Henri Seydoux ne se sépare jamais de son cahier à spirale, dans lequel il note tout ou presque. Il ne s’en cache pas : « Dyslexique et super nul » à l’école, il s’oblige à écrire. En particulier les idées qui lui viennent. Pas évident, face à la page blanche : « Je n’ai aucune vision, il faut vraiment se forcer. » Pour Parrot, spécialiste des produits high-tech, la base est forcément la technologie. Et les idées peuvent venir de partout. « C’est mon investisseur qui m’a parlé des Mems ! » Ces microsystèmes électromécaniques intégrés sur des puces ont ouvert la boîte à produits. Le drone, imaginé comme une caméra vidéo volante, leur doit beaucoup. Henri Seydoux est également un adepte du darwinisme appliqué à l’innovation : le hasard et la nécessité se combinent pour créer des fonctions, le marché fait son tri. Mais l’innovation, c’est aussi un état d’esprit qui doit irriguer l’entreprise. Chez Parrot, naissent ainsi chaque année quelques start-up internes autour de trois ou quatre salariés. Le drone, toujours lui, et le casque Zik en sont sortis. Pour stimuler l’émulation, chaque année les salariés présentent devant leurs collègues une idée originale, même farfelue.

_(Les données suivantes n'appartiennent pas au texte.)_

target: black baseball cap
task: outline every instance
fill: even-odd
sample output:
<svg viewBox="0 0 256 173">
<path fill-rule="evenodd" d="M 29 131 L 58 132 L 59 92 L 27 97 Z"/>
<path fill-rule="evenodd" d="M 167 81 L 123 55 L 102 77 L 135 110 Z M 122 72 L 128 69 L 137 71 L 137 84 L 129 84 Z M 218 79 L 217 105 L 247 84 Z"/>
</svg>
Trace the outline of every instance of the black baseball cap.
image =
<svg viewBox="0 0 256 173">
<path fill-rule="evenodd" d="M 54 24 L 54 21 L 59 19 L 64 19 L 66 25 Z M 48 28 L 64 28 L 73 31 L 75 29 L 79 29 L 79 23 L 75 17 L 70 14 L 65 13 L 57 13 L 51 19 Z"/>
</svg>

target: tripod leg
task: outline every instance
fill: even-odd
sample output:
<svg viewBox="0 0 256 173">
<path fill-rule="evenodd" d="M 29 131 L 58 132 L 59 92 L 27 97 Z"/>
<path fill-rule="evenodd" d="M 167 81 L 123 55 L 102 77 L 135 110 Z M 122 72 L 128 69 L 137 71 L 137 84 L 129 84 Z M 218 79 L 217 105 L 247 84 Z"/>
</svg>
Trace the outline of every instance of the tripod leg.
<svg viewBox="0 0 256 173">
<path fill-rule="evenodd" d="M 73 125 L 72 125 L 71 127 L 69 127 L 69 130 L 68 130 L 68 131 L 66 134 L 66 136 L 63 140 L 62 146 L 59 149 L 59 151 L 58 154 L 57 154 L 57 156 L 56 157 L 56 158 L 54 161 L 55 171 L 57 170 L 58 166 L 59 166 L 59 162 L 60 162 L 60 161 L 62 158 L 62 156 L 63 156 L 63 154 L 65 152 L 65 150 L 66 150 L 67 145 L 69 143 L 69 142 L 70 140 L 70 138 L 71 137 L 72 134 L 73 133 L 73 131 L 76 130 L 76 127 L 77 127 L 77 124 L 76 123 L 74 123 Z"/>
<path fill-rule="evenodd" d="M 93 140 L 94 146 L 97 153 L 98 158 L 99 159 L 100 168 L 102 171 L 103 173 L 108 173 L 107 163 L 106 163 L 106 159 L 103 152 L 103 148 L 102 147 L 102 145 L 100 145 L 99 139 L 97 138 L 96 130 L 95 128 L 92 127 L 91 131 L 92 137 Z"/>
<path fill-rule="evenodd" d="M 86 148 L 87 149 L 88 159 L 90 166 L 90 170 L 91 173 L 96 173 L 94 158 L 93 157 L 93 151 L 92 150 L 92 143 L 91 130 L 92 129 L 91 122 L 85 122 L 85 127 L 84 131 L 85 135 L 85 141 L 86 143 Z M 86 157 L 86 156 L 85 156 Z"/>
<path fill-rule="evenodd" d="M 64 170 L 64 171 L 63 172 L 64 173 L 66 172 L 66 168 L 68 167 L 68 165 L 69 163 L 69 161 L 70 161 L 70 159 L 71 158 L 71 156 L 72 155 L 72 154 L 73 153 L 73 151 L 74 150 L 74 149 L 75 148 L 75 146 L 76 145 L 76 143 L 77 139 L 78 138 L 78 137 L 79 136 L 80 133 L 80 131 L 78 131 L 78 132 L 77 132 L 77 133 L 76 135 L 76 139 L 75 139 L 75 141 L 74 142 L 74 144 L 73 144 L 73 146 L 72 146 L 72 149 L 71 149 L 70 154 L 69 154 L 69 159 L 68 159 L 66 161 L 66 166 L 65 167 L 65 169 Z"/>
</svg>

Henri Seydoux lui-même s’y colle. « La mienne est peut-être choisie un peu plus souvent que les autres », sourit-il.

Mathias Fink, directeur de l’Institut Langevin : « En voulant appliquer mes travaux, j’ai goûté à l’invention »

Profil rare dans le monde universitaire, il est aussi fécond comme chercheur que comme inventeur. Chercheur, il est directeur de l’Institut Langevin, membre de l’Académie des sciences et de l’Académie des technologies, a occupé la chaire d’innovation technologique du Collège de France, est lauréat de moult prix internationaux, membre de la Commission innovation 2030… Inventeur, il ne cesse de capitaliser sur une technique de contrôle des ondes dont il est le père : le miroir à retournement temporel, aux applications majeures en échographie. « Initialement, je me sentais davantage chercheur. Comprendre, interpréter… C’est en voulant appliquer mes travaux à l’imagerie – d’abord en archéologie !– que j’ai goûté à l’invention. Dès lors, c’est devenu un réflexe de me demander à chaque belle idée si, et comment, je pouvais en faire un produit. » Consultant pour Philips, c’est là qu’il reconnaît avoir compris les subtilités du transfert technologique. « Les universitaires devraient être consultants d’une grande entreprise », estime Mathias Fink. Résultat, plus de 60 brevets déposés et quatre start-up issues de ses recherches, dont SupersSonic Imagine, qui vient de lever 50 millions d’euros en Bourse. Un virus transmis « sans complexe » à l’Institut, avec la bénédiction des autorités de l’ESPCI ParisTech. « On forme des étudiants pluridisciplinaires avec un état d’esprit tourné vers l’innovation. » Au final, des profils très originaux appréciés dans le monde entier.